Git vanity commits

Git commits have an id that is computed as a substring of a hash over the content of the repository at this point in time, the commit author, message, timestamp, and related metadata. Historically, this has been done using SHA-1, although efforts to transition to SHA-256 are underway.

Typically, these ids are unique, and even its prefixes are unique. This means that applications often only show the first couple characters to identify a commit. Even for a very large number of commits, with 6 hexadecimal characters you can uniquely identify $16^6=16777216$ commits (ignoring the birthday problem).

But that is assuming that the commit hashes are equidistributed. A ~~malicious~~ playful actor may go out of their way to generate commits whose hashes fulfil certain properties. Because hash functions are designed to make it impossible to correlate changes in the input with specific changes in the output, adjustments to the commit timestamp are entirely sufficient to generate completely new commit ids. Just do this often enough until you get an id you’re happy with.
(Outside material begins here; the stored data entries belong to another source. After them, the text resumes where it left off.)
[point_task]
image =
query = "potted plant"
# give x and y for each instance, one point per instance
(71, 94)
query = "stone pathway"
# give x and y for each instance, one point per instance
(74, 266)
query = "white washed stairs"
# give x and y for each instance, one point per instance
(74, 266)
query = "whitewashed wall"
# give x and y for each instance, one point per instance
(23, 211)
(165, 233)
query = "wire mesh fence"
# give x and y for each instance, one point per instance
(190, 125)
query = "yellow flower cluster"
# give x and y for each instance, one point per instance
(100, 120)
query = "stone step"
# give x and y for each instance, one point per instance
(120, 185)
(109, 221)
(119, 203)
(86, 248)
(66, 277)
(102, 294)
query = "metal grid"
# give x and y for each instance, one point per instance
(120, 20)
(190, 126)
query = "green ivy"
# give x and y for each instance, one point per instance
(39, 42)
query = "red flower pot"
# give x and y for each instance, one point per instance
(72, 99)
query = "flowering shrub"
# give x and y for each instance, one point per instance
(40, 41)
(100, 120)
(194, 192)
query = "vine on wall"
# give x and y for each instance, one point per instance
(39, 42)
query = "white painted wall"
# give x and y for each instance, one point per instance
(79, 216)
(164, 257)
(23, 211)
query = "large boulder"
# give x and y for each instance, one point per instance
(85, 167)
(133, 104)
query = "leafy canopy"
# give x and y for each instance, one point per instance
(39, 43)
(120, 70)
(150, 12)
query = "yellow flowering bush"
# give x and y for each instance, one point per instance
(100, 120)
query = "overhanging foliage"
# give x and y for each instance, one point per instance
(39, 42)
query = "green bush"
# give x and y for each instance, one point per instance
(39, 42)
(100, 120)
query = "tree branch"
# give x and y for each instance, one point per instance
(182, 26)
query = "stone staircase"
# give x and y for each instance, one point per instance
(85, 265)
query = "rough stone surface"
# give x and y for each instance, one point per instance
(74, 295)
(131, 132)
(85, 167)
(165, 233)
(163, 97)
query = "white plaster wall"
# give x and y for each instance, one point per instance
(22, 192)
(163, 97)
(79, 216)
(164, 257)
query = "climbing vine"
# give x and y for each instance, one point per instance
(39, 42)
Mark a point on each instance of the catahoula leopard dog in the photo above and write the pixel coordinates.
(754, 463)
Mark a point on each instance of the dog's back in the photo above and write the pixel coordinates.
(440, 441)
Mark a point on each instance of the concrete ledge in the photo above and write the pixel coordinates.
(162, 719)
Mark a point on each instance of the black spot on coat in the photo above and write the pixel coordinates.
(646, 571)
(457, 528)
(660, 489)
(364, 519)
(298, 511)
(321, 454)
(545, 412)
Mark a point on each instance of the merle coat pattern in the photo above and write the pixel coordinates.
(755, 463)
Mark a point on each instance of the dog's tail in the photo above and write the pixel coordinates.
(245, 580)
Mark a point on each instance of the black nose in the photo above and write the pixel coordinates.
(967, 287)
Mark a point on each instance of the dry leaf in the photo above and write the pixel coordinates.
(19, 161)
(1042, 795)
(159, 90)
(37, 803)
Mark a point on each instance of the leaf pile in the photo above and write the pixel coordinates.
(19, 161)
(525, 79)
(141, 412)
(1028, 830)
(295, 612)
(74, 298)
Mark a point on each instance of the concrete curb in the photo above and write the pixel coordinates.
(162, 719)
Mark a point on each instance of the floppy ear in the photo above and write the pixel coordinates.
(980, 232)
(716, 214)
Some examples are lucky-commit. On github, all of its commit prefixes are shown as all-0, which is very lucky indeed! Other projects just happen to have ids that count up from 1. Or consider this project where the $n$-th commit must have $n$ leading zeroes – a fun concept!

But why are there only 14 commits? Why not go the entire way until the entire hash is all zeroes?

Well, it’s simple statistics. 1 in 16 hashes has a leading zero, as each character can be 0-9 and a-f. If we’re looking for 2 zeroes, only $\frac 1 {16^2}$ hashes fulfils that property. You can see that the amount of work required to achieve longer prefixes rises rapidly – exponentially, in fact. Finding 15 leading zeroes takes some serious compute.

While it is possible to generate SHA-1 collisions, it is still very hard to find inputs that reproduce specific hashes. Still, there are reasons why people want to move to SHA-256.

The proof of work protocol in blockchains like bitcoin uses a very similar approach to determine how hard “mining” is. Specifically, there you try to find a hash that falls below a certain numeric value.

On a related note, if you want to refer to a specific commit in a security-relevant context, you probably want to use the entire hash rather than a too-short prefix. Otherwise, things can break.

All that is to say, if you come across weird commit prefixes in the wild, maybe people wanted to have some fun, or maybe it was just a coincidence. I ask that you don’t use vanity commits like this in actually important projects whose history people will try to navigate, but these concepts are fun to know and fun to play around with in non-serious contexts, so knock yourself out!